The Help to Buy Scheme1 has increased home ownership and housing supply. However, many of those using the scheme would have been able to buy a home anyway, according to today’s report by the National Audit Office (NAO).
The scheme was introduced by, what is now, the Ministry of Housing, Communities & Local Government (the Department) in April 2013 to increase both home ownership and boost housing supply, by helping people to get mortgages and thereby, create more new-build homes.
However, as the scheme is demand led, and all eligible applicants are given equity loans, the Department did not set itself targets for either of these measures. The scheme is the Department’s largest housing initiative by value.
Homes England delivers the scheme. By December 2018, it had made around 211,000 loans amounting to £11.7 billion. Between the start of the scheme in April 2013 and September 2018, 38% of all new-build property sales have been supported by loans through the scheme, which is around 4% of all housing purchases during this time.
According to the Department’s own independent research, 37% of households would not have been able to buy any property without the scheme. The NAO estimates this has resulted in around 78,000 additional sales of new-build homes as of December 2018. Around 81% of all buyers supported by the scheme have been first-time buyers.
The Department’s independent research also found that around three-fifths of buyers could have bought a property without the support of Help to Buy, but not necessarily a property they wanted. Almost a third of all buyers (65,000 households) could have purchased a property they wanted without the scheme.
Around 4% of the 211,000 buyers who had used the scheme by December 2018 had household incomes over £100,000. In the Department’s opinion these transactions are an acceptable consequence of designing the scheme to be widely available.
Take-up has been low in less affordable areas where the ratio of house prices to average earnings is higher. To address the initial low London take-up, the government increased the maximum loan in the region to 40% of the property value. This improved London take-up from 12%, between the start of the scheme and December 2015, to 26% of new-build sales, between January 2016 and September 2018, but it is still lower than the rest of England (46% of new-build sales over the same period).
The NAO’s analysis has found that buyers who have used the scheme have paid less than 1% more than they might have paid for a similar new-build property bought without the support of the scheme. The NAO’s estimate of the premium is significantly less than other estimates, which range between 5% and 20%, as these do not compare similar properties and so do not accurately assess any premium paid by those using the scheme. However, new-build properties typically cost around 15-20% more than an equivalent ‘second-hand’ property (termed the new-build premium) and some buyers who want to sell their property soon after they purchase it might find they are in negative equity.

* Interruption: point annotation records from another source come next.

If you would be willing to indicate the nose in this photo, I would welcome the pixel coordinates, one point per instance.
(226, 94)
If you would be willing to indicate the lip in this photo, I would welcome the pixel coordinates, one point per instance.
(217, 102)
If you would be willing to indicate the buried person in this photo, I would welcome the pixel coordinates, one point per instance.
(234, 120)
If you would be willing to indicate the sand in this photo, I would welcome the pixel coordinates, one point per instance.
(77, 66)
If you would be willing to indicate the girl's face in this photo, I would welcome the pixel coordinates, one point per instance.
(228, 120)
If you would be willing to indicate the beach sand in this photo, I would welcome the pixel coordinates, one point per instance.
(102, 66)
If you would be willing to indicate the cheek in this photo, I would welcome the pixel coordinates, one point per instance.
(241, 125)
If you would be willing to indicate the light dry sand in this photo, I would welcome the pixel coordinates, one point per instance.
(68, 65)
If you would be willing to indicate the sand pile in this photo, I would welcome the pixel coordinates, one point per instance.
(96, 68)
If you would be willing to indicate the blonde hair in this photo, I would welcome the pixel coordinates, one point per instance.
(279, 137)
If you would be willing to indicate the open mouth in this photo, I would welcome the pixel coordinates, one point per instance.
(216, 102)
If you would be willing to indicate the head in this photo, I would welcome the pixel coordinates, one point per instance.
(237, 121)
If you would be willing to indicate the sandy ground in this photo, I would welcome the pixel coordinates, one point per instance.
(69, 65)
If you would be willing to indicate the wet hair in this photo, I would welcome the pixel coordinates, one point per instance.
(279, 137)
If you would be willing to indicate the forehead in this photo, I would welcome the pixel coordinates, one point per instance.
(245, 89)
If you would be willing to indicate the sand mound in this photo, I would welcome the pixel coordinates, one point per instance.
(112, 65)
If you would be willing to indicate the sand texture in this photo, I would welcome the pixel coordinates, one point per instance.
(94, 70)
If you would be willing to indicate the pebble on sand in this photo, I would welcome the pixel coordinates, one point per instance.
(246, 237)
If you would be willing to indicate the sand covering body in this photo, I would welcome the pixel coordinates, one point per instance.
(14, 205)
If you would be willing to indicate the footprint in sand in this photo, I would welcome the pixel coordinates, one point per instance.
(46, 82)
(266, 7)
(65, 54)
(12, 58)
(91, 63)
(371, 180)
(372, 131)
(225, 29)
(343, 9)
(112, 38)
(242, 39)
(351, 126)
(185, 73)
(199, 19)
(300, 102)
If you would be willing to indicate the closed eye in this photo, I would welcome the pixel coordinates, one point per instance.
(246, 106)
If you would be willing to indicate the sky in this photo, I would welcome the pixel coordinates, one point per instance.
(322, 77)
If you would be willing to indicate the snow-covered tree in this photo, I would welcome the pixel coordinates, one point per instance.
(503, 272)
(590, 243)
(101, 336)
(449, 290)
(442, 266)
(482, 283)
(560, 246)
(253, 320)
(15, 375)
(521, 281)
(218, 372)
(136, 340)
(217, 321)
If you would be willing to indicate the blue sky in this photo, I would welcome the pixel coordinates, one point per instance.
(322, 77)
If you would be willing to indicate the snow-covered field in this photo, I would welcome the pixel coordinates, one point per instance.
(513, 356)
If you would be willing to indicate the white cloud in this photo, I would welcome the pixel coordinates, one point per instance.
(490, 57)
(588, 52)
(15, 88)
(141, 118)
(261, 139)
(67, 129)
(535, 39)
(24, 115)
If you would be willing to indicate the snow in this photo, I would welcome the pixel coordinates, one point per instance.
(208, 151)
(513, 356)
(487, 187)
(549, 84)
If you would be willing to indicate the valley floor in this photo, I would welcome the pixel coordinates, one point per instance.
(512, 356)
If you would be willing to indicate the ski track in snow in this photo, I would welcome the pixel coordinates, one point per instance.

The scheme has supported five of the largest developers in England to increase the overall number of properties they sell year on year, thereby contributing to increases in their annual profits, which have all increased since the scheme’s start. These five developers sold between 36% and 48% of their properties with the support of the scheme in 2018.
By 2023, the net amount loaned through the scheme is forecast to peak at around £25 billion in cash terms. The Department expects to recover its investment by 2031-32 and make a positive return overall and redemptions are running ahead of expectations. However, the NAO report highlights that the Department’s investment is exposed to significant market risk as it is sensitive to house-price changes and the timing of buyers repaying loans. There is also an opportunity cost in tying up this money in the scheme for a considerable period, rendering it unavailable for other housing schemes or departmental priorities.
There is less need for the scheme now that higher loan-to-value mortgages are more available, and the Department plans to end the scheme in 2023. Nevertheless, there is concern across the housing sector that the end of the scheme will result in a drop in new developments and sales. In the meantime, there will be a new scheme from April 2021 restricted to first-time buyers with lower regional limits on the maximum purchase price.
The NAO recommends that since the Department has not undertaken a detailed assessment of the impact of the scheme on the wider housing market, it should expand the scope of its next evaluation to examine such wider effects, including a potential influence on the new-build premium, and identify lessons learned for any future interventions.